Edwards, 58, sat quietly in a North Carolina courtroom as judge N. Carlton Tilley denied his lawyers' requests for a delay and set an October court date for the case brought against the former US Democratic senator last month.
Defense lawyers wanted a later trial date so they could analyze the tens of thousands of pages of documents that they say the prosecution has collected in its effort to convict Edwards on violations of campaign finance laws.
Edwards pleaded not guilty in June to charges of using $900,000 in campaign funds to cover up an extramarital affair, saying: "I did not break the law."
The former trial lawyer was charged in a six-count indictment "for allegedly participating in a scheme to violate federal campaign finance laws," the justice department said.
The charges concern hundreds of thousands of dollars provided by two wealthy donors, which Edwards allegedly used to shelter his mistress, Rielle Hunter, with whom he fathered a child.

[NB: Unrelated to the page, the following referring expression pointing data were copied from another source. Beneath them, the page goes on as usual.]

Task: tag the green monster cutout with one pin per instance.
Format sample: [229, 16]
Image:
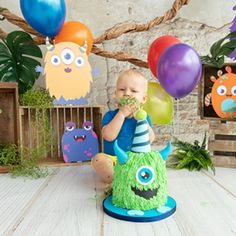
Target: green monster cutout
[140, 180]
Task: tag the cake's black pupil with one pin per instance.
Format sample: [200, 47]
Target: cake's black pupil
[145, 175]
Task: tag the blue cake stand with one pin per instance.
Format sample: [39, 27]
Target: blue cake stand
[139, 216]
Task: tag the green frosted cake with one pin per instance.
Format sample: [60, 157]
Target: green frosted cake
[140, 180]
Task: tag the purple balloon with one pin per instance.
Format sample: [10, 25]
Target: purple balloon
[179, 70]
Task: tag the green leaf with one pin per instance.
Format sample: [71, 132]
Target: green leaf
[16, 60]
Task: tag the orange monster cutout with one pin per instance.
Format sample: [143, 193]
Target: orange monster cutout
[223, 94]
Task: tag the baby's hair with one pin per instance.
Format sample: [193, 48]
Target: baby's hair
[132, 72]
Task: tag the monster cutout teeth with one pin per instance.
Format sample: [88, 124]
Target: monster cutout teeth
[147, 194]
[79, 138]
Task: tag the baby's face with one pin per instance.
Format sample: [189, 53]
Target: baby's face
[132, 86]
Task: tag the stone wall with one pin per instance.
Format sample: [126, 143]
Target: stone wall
[198, 24]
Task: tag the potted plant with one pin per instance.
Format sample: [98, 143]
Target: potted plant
[18, 54]
[191, 156]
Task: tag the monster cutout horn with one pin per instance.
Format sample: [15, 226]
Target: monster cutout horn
[49, 46]
[83, 49]
[166, 151]
[121, 154]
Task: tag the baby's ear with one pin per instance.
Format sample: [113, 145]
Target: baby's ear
[144, 98]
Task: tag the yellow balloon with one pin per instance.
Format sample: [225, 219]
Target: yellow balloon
[159, 104]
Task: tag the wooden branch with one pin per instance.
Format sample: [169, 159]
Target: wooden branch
[125, 28]
[112, 33]
[119, 56]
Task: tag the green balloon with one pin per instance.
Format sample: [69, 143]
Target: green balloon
[159, 105]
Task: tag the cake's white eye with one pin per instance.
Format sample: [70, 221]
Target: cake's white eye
[221, 90]
[55, 60]
[67, 56]
[145, 175]
[70, 128]
[87, 127]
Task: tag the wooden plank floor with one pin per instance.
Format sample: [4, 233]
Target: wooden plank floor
[64, 203]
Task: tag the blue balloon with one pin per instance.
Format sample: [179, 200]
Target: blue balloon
[45, 16]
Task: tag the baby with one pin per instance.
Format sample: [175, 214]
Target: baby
[120, 124]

Prosecutors argue that the donations that covered living, medical and other expenses for Hunter were campaign contributions because they were intended to hide the affair so that Edwards could continue his 2008 White House bid.
Legal analysts say the case could expand the definition of campaign contributions.
"This is a legal theory on which no one has ever been prosecuted," Edwards's attorney Jim Cooney said at Thursday's hearing.
A new judge will soon be assigned to the case and will set a more specific trial date.